In this six-part series, we explore what to do and not to do throughout each phase of an ERP implementation. The phases we define in this series are drawn from the 30+ years of experience co-author Jeff Young learned as he successfully implemented two ERP systems in his career.
The six phases include:
- Phase 1: Preparation
- Phase 2: The Search and Selection
- Phase 3: Contract Review and Tips
- Phase 4: Team Formulation and Implementation
- Phase 5: Managing Change
- Phase 6: Leveraging Your ERP
- An ERP implementation requires significant financial and human resource commitment – understanding the organization’s budget for the project is critical.
- Selecting an executive sponsor to support this initiative is a key to success.
- The project must be seen as a top priority to the organization and communicated as such from senior executives.
- The better you prepare, the more successful the implementation and outcome.
- Gather inventory and requirements: It’s important to work with both your IT team and your business partners to get an inventory of the following:
- Current systems
- Flow of information
- Integrations and current integration platform
- Inputs and outputs
- Mandatory business requirements met by the system, such as:
- Enterprise Data Interchange (EDI)
- Specific output documents
- Governmental mandates
- Trading partner requirements
- Country specific requirements
- Write the RFQ: This is essential to helping select the right partner for your business. Assemble a cross functional team to gather requirements and to put together your RFQ document to be distributed to potential solution providers.
- Establish vision of next-gen systems: The requirements gathered in #1 are important, but you do not want to invest in building something too similar to your current system. Use the requirements to ensure compliance to standard and accepted practices, but also use this opportunity to step outside the box and envision what a new core system can do to help retool the future business. Often, this process is only done every 15-20 years – take the time to do it right.
- Create a matrix for scorekeeping: What’s crucial for your organization? You must answer this question in the planning phase.

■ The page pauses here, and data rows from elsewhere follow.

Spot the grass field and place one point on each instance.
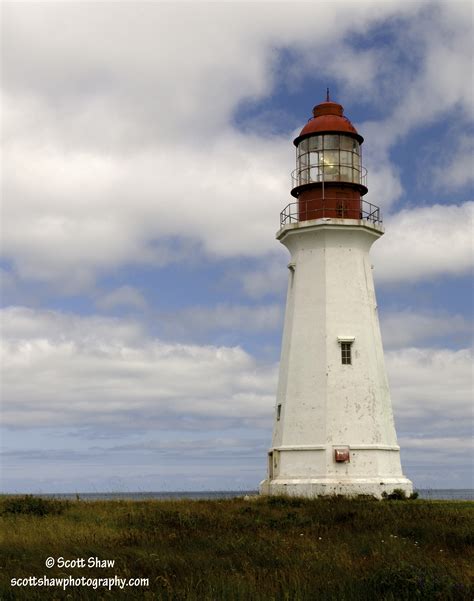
(236, 549)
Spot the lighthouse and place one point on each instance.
(333, 429)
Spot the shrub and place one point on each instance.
(397, 494)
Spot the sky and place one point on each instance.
(147, 151)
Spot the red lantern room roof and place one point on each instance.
(328, 117)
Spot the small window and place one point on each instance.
(346, 356)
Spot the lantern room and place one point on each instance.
(329, 179)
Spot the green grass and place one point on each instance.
(233, 549)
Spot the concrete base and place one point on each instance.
(312, 488)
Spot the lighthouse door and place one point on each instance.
(270, 465)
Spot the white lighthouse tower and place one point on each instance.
(333, 425)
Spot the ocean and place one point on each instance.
(457, 494)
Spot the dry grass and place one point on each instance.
(258, 550)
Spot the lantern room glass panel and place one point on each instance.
(328, 157)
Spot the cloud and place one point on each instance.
(123, 154)
(455, 169)
(431, 389)
(124, 296)
(411, 328)
(62, 370)
(224, 318)
(424, 243)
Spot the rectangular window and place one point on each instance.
(346, 356)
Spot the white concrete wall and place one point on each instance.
(325, 404)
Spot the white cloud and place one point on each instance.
(455, 169)
(124, 296)
(224, 318)
(423, 243)
(411, 328)
(431, 388)
(66, 370)
(113, 149)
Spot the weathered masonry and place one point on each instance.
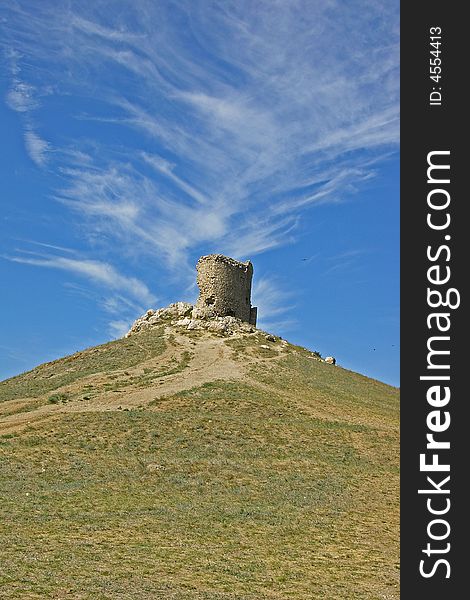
(225, 288)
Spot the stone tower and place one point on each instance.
(224, 288)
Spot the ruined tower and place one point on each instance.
(225, 288)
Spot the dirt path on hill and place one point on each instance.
(210, 359)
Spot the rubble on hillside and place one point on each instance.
(185, 315)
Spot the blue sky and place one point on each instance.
(137, 136)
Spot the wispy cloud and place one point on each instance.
(98, 272)
(36, 147)
(233, 119)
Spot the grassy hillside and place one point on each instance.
(188, 466)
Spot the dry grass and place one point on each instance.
(229, 490)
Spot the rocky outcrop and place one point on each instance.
(186, 316)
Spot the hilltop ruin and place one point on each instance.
(224, 303)
(224, 288)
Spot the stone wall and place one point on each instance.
(224, 288)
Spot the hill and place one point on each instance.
(188, 464)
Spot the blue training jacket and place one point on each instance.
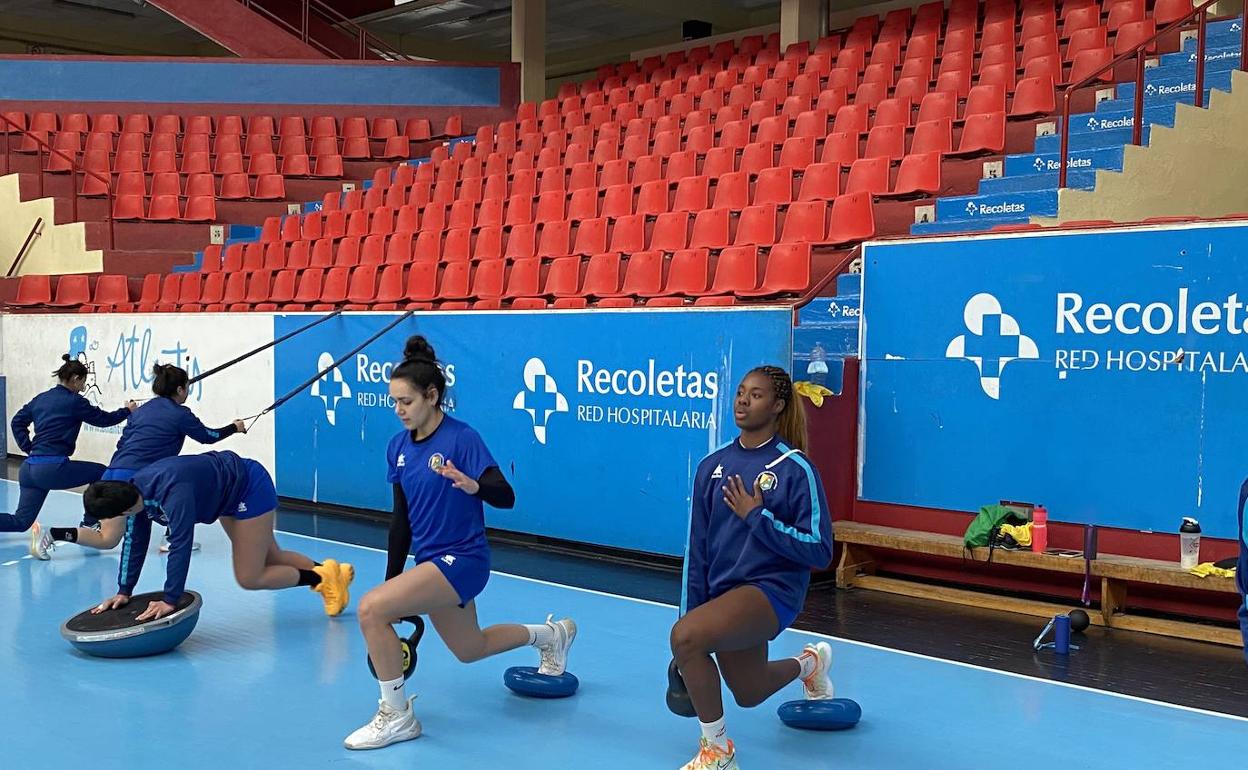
(58, 416)
(775, 545)
(179, 492)
(157, 429)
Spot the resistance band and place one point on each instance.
(263, 347)
(328, 368)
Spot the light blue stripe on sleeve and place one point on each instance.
(815, 508)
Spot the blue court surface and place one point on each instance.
(266, 680)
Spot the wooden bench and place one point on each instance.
(858, 567)
(1117, 573)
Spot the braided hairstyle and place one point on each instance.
(167, 378)
(71, 368)
(419, 367)
(791, 422)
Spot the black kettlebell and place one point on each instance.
(678, 696)
(408, 647)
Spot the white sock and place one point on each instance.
(715, 733)
(539, 634)
(393, 694)
(806, 662)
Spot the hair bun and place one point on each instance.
(418, 348)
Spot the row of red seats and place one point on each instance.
(224, 144)
(416, 129)
(779, 85)
(850, 66)
(850, 217)
(132, 160)
(961, 34)
(325, 166)
(796, 140)
(716, 106)
(129, 195)
(451, 202)
(699, 130)
(166, 209)
(574, 281)
(733, 190)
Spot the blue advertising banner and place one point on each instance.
(1100, 373)
(597, 418)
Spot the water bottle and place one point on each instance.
(1038, 529)
(1189, 543)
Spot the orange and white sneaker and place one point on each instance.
(335, 587)
(710, 756)
(819, 684)
(41, 542)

Creating a matrix will ensure vendor proposals match the requirements you and your business partners have outlined.
- Select an executive sponsor: If the business is not fully behind this initiative, it will fail. Selecting an executive sponsor who sits outside of the IT organization and is well respected across departments can boost support and adoption of the new system.
- Don’t under-communicate: Do not under sell this process to the management team. Everyone must be onboard and informed up front of the risks and difficulties a large system implementation can have on the core business. Don’t assume you have support, communicate vision and get commitments across the organization.

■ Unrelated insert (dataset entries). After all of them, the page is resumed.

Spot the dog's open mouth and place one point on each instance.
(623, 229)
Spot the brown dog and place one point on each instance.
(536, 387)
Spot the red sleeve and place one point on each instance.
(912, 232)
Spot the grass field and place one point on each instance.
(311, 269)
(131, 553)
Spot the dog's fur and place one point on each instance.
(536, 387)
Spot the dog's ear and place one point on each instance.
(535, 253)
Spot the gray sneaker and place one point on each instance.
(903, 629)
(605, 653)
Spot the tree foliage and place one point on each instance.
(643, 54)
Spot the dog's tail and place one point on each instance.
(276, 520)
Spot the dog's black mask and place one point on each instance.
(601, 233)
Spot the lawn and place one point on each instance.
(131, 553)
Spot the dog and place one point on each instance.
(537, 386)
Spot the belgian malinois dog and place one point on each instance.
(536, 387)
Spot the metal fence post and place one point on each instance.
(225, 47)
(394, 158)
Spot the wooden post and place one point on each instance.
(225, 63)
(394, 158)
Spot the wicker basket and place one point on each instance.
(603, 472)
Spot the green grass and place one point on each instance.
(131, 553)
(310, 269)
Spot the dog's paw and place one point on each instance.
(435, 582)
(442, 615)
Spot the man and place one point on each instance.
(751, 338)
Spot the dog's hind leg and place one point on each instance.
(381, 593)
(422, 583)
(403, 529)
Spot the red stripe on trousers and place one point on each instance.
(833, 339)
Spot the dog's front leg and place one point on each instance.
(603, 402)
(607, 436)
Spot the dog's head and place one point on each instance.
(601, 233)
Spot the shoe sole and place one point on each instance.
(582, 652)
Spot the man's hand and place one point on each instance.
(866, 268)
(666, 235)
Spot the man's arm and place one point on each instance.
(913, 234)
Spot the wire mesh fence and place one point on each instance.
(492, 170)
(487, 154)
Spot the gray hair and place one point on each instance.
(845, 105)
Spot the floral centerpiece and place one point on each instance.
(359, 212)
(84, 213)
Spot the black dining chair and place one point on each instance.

- Don’t be afraid of new architecture: Don’t let your hardware and network in place drive your decision. Select your solution and then see where that takes you on hosting options. The functionality far outweighs the type and location of the processing power.
- Don’t exclude anyone in the search: Don’t ignore any solution providers based on their preconceived reputation. Some vendors are known to be ‘too expensive’ or ‘too complicated’ but give them your RFQ and give them a chance – they may surprise you.
- A narrow scope can lead to more spend: Don’t leave out any functional area or geographic area of your company, because you feel they are not in scope. Anticipate that the new system will support all facets of the business. It’s better to be prepared upfront then be caught down the road without the funds to execute.
- Don’t be unprepared: Business leaders are looking to you throughout the process for an understanding of the new business environment. Don’t take the responsibility lightly. Always be prepared to answer questions about value, ROI, and resources.
The ‘preparation phase’ of an ERP Implementation sets the stage for success. We’ve all heard CIO war stories about overspend or resource burn out when managing a project of this magnitude. Your due diligence and planning will have a direct impact on outcomes and value delivered from this project.
Creating a good requirements matrix, formulating a well-structured RFQ, and building a solid cross functional team will ensure successful contract negotiations, financial and resource planning, as well as a strong strategy and achievable timeline.
It is vital that your company selects the most suitable solution. This partner should identify accurate estimates on the project duration, scope, and expected results. This preparation will help reduce risks, identify expected costs, and communicate critical information to top management and the board.